George Bell, now 79 and living in the UK, watched the tank being built and can remember what life was like before it was constructed. He arrived in Abu Dhabi in December 1964. “It took a long time to build. At the end of the pipeline they had to bulldoze a big pile of sand and then they constructed the tank on top of it. I used to watch them building it through my binoculars.”
Bell was working as an electrical engineer for the Decca Navigator Company and was responsible for operating and maintaining what was then Abu Dhabi’s tallest landmark – a 90-metre radio communications mast.
At the time of the water tank’s construction, the mast and its compound sheds, a workshop and a four-bedroom bungalow, were the only habitation on the whole north-west corner of the island.
“We were right on the beach,” Bell remembers. “We used to get crabs coming through the front door.”
As well as operating and maintaining the mast, which provided aircraft and shipping with a positioning and navigation service that was the predecessor to GPS, Bell’s other main tasks were the collection of water and fuel.
“We were never on the mains supply so I always had to go and collect the water. Before the pipeline arrived from the Buraimi oasis, there was a central desalination plant. I used to go there with an old Dodge truck and a big 400-gallon [1,818 litre] tank. We would park the lorry, a chap put a tube in and we filled the tank up and transferred the water to the house.”
As Bell remembers, however, the quality of the water from the new wells in Al Saad was often variable. “It wasn’t always the cleanest. You could buy bottled water from the supermarkets, but I used to prefer to drink the water that dripped off the air conditioning.”
A second pipeline was added and then a third, much larger one was inaugurated on the second anniversary of Sheikh Zayed’s accession in August 1968, at which time an additional eight wells were dug, all of which increased Abu Dhabi’s daily water supply to more than 9,100 cubic metres. All of this water flowed into the Khalidiya tank.
A year short of its 50th anniversary, the tank still sits on top of its artificial mound, but thanks to the lie of the land, surrounding trees and the growth of the local neighbourhood, it stands forgotten and largely invisible to all but the most inquisitive passers-by.
The fact that the tank has effectively “disappeared” says something interesting about the nature of Abu Dhabi’s urban fabric and about the forces of forgetting, decay and entropy that exert themselves in the heart of even the youngest cities.
Ever since the late 1960s, when the artist Robert Smithson made his Tour of the Monuments of Passaic, New Jersey and Gordon Matta-Clark started buying inaccessible and unwanted plots of property, there has been growing interest in the role of apparently abandoned, obsolete or peripheral urban spaces.
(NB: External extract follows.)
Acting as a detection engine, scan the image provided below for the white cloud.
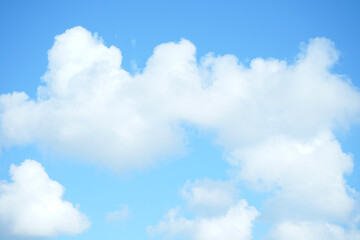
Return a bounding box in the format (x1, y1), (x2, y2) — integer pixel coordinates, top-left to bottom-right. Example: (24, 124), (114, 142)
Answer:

Thanks to the Catalan academic, historian and philosopher Ignasi de Solà-Morales, they even have a name: “terrain vague”.
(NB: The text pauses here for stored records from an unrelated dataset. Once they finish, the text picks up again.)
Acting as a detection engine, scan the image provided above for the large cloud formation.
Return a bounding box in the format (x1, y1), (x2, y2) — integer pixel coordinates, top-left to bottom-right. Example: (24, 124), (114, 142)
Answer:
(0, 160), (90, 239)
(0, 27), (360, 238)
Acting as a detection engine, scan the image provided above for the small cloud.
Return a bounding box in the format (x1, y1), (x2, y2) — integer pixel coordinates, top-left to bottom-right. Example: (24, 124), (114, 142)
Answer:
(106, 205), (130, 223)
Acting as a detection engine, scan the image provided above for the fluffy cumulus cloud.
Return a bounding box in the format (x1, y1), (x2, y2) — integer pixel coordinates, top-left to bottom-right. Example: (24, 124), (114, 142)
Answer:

Downtown Abu Dhabi is full of such spaces: derelict structures used as junk yards, car parks used as cricket pitches, patches of shade or grass that act as informal gathering places and elderly shopping malls now deemed out-of-date.
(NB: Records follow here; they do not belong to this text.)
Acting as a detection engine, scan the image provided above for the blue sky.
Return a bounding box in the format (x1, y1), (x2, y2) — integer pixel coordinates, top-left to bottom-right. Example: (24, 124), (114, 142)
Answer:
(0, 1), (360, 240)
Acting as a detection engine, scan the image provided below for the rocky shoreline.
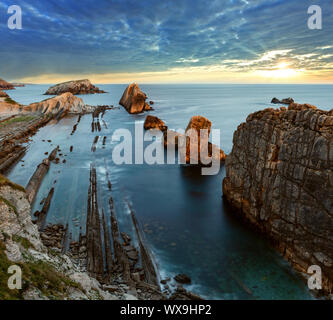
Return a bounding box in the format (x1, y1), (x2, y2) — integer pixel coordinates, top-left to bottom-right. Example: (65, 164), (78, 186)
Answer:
(223, 103), (333, 294)
(0, 85), (201, 300)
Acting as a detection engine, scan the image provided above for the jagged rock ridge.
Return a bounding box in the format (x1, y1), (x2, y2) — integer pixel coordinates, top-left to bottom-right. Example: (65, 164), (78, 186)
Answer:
(45, 79), (105, 95)
(119, 83), (151, 114)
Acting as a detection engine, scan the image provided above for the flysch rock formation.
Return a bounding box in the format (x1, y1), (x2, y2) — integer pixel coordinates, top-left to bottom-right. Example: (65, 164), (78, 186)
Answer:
(223, 103), (333, 293)
(24, 92), (95, 116)
(0, 78), (15, 90)
(119, 83), (151, 114)
(45, 79), (105, 95)
(0, 175), (119, 300)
The Italian architect Francesco Careri admires these “spontaneous public spaces” for their unplanned potential and uses the image of a leopard skin to describe the mottled and uneven nature of contemporary urban development, their extraneous beauty and their alternate utility.
Loved by inquisitive artists, playful children, skateboarders, dog-walkers and explorers of all types, they are not controlled, contrived or consumer-focused in any way; instead they become amnesiac spaces where time seems to operate differently, a form of urban unconscious that allows the city and its inhabitants to play, to dream and to forget.
Forty-nine years and counting, the Khalidiya water tank is just such a place.